Pt with true polycythemia with an increased red blood cell (RBC) mass.
Pt with a relative polycythemia and a normal RBC mass as a result of dehydration or another state producing a low plasma volume.
Polycythemia in which the RBC mass is high enough to impair blood flow.
Commonly Encountered Situations
Polycythemia vera, also known as primary polycythemia, is not secondary to any disorder.
Polycythemia from an underlying disorder (secondary polycythemia) is much more common than primary polycythemia.
Suggested Additional Lab Testing
Serum erythropoietin level is low in primary polycythemia, unlike secondary polycythemia, so the erythropoietin (EPO) level can be useful in separating primary and secondary polycythemia.
Strict criteria are required for the diagnosis of polycythemia vera: (A1 plus A2 plus any other A) or (A1 plus A2 plus any 2B) criteria:
Increased RBC mass by hemoglobin, hematocrit, or RBC number (A1)
Erythrocytosis is not secondary to another cause (A2)
Clonal cytogenetic abnormality other than the Philadelphia chromosome (A4)
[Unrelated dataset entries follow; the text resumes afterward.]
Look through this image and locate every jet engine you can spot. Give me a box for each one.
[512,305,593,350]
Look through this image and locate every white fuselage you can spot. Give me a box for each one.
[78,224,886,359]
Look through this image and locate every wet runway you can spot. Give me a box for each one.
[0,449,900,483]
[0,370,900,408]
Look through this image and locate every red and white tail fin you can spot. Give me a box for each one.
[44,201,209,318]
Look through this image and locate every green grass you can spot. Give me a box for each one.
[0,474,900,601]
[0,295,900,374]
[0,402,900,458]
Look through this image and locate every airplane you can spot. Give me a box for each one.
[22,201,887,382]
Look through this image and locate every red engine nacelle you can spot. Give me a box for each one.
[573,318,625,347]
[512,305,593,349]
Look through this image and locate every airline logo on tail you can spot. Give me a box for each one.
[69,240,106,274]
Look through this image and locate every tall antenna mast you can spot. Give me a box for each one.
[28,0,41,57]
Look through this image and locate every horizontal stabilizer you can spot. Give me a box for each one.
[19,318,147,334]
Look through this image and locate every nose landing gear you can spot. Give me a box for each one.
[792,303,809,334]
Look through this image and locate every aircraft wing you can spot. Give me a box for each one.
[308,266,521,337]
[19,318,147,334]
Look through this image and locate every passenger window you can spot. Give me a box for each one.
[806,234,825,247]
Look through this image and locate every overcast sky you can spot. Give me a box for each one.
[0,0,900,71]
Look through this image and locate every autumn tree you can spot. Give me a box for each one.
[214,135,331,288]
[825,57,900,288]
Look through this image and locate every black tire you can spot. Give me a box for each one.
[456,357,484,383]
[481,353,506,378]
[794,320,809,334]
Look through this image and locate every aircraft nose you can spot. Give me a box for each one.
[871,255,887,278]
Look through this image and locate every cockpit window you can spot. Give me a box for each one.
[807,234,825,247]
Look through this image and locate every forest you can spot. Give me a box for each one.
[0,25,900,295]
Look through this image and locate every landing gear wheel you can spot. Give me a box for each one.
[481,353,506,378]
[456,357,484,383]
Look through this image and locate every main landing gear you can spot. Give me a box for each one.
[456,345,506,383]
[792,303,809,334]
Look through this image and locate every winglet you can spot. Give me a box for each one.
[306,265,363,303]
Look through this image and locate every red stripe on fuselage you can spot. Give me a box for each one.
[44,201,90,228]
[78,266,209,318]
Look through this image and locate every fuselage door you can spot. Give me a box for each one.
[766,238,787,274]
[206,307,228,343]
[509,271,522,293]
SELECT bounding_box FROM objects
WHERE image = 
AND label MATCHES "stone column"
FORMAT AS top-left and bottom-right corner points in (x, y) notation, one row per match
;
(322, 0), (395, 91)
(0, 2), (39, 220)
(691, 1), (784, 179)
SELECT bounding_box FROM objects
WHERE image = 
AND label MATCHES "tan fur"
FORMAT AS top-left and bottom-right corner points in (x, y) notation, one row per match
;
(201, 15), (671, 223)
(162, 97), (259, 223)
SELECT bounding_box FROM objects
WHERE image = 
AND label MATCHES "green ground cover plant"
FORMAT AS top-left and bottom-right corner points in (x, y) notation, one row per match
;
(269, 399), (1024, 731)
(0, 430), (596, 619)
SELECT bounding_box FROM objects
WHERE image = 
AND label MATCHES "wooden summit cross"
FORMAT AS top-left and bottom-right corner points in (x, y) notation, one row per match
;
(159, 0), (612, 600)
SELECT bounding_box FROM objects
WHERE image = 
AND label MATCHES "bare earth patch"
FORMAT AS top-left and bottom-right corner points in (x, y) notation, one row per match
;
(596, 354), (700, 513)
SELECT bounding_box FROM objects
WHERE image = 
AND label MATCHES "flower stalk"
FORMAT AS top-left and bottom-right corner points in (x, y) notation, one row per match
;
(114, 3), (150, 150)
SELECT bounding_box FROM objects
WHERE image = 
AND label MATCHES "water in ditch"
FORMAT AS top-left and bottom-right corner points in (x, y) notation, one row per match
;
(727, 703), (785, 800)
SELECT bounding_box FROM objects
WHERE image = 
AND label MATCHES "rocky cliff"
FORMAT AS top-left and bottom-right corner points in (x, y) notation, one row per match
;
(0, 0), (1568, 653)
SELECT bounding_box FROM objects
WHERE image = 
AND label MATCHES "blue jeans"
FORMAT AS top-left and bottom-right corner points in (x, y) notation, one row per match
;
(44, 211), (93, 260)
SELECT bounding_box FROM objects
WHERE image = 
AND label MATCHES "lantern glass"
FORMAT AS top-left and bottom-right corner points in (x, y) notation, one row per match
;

Endogenous erythroid colony formation in vitro (A5)
Platelet count greater than 400,000/µL (B1)
WBC count greater than 12,000/µL (B2)
Panmyelosis on bone marrow biopsy (B3)
Low serum EPO (B4)
Bone marrow biopsy may be useful to determine if polycythemia vera is in a hypercellular phase with greater than 60% cellularity or in a hypocellular bone marrow with markedly increased reticulin fibers.